Boi deals with an FtM trans character and opens with some fairly explicit talk about children being curious about body parts and how one moment with a cousin was a tip-off for the main character that ze wanted zir own penis. Over a decade later, the same cousin helped Vince get zir first packing penis. Vince’s cousin Kevin were raised by their grandparents. I really liked this story as soon as I started reading it, so the assault that happens to Vince utterly gutted me. Fair warning, this story ends on an incredibly upsetting note and I hate these fictitious boys for what they did to Vince. The damage they did may’ve been fictional, but it’s indicative of the real damage and hate that gets carried out everyday all over the world towards trans people and it’s horrific.
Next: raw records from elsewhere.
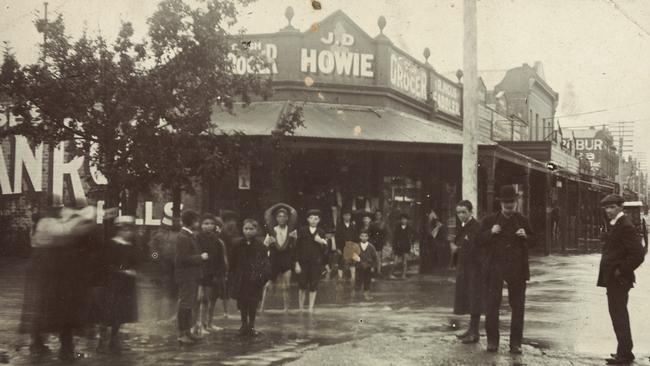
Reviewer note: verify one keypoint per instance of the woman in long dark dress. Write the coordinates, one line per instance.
(249, 271)
(56, 287)
(120, 305)
(470, 270)
(281, 241)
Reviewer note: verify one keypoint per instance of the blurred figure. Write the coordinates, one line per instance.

I think TIAD was my least favorite story. I certainly relate to it. It mostly takes place in a chatroom online and I remember what it was like to connect to someone in a chatroom, think that you have something in an LDR, and then to have it all fall apart. This one just felt a little flat to me. However, it is funny that the acronym and it’s meaning has been on my mind a lot lately. I recently wrote a piece about how Tomorrow Is Another Day, so that’s important to remember but this one just didn’t really stick in my brain and I had a hard time connecting to the characters.
Aaaand whereas I couldn’t connect in TIAD, I did nothing by connect with the story and characters in the last story of this compilation, called Two-Part Invention. This was definitely my favorite, but that’s likely due a lot to the fact that it was music-based. Whereas On The Floor was all sweaty sports-filled adrenaline, this was pure lyricism, ripe with music references, and I love how music can be a metaphor for love. This story centered on Kat and her yearly pilgrimages to an elite camp for musical prodigies and the girl, Annika, she’s fallen in love with. There’s a beautiful tension where Kat is trying to bring herself to tell Annika how she feels about her and also trying not to freak out about how Annika has been recently talking about a fellow male prodigy musician named Bryce, throwing a wrench into things for Kat to figure out if Annika might feel the same way. I won’t tell you how it ends, but I was a fan of the ending and think it was the perfect story to end the book on.
Have I mentioned how much I love Julie Anne Peters?